Introduction: Real-time data streaming has become essential for modern data architectures, enabling immediate insights and actions on data as it arrives. This comprehensive guide explores production streaming patterns using Apache Kafka and Python, covering producer/consumer design, stream processing with Flink, exactly-once semantics, and operational best practices. After building streaming platforms processing billions of events daily, I’ve learned that success depends on understanding delivery guarantees, designing for failure recovery, and implementing proper monitoring. Organizations should adopt streaming incrementally, starting with simple event pipelines before progressing to complex stream processing topologies.
Kafka Architecture for Data Engineers
Apache Kafka provides the foundation for most real-time data architectures, offering durable, scalable message streaming with strong ordering guarantees. Understanding Kafka’s architecture—brokers, topics, partitions, and consumer groups—is essential for designing effective streaming systems. Each architectural decision impacts throughput, latency, and fault tolerance.
Partitioning strategy determines parallelism and ordering guarantees. Messages with the same key route to the same partition, ensuring ordering for related events. Choose partition keys carefully—user IDs for user-centric applications, device IDs for IoT, or transaction IDs for financial systems. Over-partitioning wastes resources; under-partitioning limits throughput. Start with partition counts that match expected consumer parallelism.

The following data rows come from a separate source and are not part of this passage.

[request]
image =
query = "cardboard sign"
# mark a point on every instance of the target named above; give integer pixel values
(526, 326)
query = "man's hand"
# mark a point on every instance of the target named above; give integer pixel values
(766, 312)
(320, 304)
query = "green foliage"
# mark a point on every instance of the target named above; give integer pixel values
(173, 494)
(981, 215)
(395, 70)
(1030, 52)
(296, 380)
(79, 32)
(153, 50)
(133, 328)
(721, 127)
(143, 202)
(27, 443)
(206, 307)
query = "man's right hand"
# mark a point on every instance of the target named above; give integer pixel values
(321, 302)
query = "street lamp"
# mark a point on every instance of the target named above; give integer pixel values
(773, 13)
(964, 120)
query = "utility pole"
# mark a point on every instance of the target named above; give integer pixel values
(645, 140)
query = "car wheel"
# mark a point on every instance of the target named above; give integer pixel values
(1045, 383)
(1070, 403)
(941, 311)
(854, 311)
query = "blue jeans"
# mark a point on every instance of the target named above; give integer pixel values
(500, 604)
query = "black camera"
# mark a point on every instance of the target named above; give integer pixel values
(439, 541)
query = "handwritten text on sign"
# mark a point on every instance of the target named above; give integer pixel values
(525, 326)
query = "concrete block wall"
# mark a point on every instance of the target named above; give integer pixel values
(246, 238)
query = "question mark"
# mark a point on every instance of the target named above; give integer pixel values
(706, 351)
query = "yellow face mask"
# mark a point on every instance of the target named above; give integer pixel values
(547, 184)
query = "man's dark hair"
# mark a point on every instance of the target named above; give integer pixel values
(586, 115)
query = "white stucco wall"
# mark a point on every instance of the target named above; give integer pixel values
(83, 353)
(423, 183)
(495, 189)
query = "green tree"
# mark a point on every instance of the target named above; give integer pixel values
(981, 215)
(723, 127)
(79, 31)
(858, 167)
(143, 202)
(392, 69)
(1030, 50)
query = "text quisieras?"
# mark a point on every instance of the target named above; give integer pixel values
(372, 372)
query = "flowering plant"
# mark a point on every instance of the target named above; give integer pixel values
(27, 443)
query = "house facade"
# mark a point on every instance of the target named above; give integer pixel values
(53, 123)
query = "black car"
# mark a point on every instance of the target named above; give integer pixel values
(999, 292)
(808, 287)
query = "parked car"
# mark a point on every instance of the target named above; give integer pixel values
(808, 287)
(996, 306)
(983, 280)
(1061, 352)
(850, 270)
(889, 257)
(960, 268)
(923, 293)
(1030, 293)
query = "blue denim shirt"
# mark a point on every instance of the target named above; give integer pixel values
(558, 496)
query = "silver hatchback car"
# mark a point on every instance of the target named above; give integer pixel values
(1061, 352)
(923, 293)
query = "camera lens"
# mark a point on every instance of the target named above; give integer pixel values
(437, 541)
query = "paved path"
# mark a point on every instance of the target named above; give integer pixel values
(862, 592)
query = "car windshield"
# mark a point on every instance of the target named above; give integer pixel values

Replication provides fault tolerance by maintaining copies of partitions across brokers. Configure replication factor based on durability requirements—typically 3 for production workloads. Understand the trade-off between acks settings and latency: acks=all provides strongest durability but highest latency; acks=1 offers lower latency with some durability risk.
Producer and Consumer Patterns
Effective producer design balances throughput, latency, and reliability. Batch messages for higher throughput using linger.ms and batch.size settings. Enable compression (lz4 or zstd) to reduce network bandwidth and storage. Implement idempotent producers to handle retries without duplicates. Use asynchronous sends with callbacks for high-throughput scenarios.
Consumer group design enables parallel processing while maintaining ordering guarantees. Each partition assigns to exactly one consumer within a group, enabling horizontal scaling up to the partition count. Design consumers to handle rebalancing gracefully—save offsets before rebalance, restore state after. Implement proper error handling to prevent poison messages from blocking consumption.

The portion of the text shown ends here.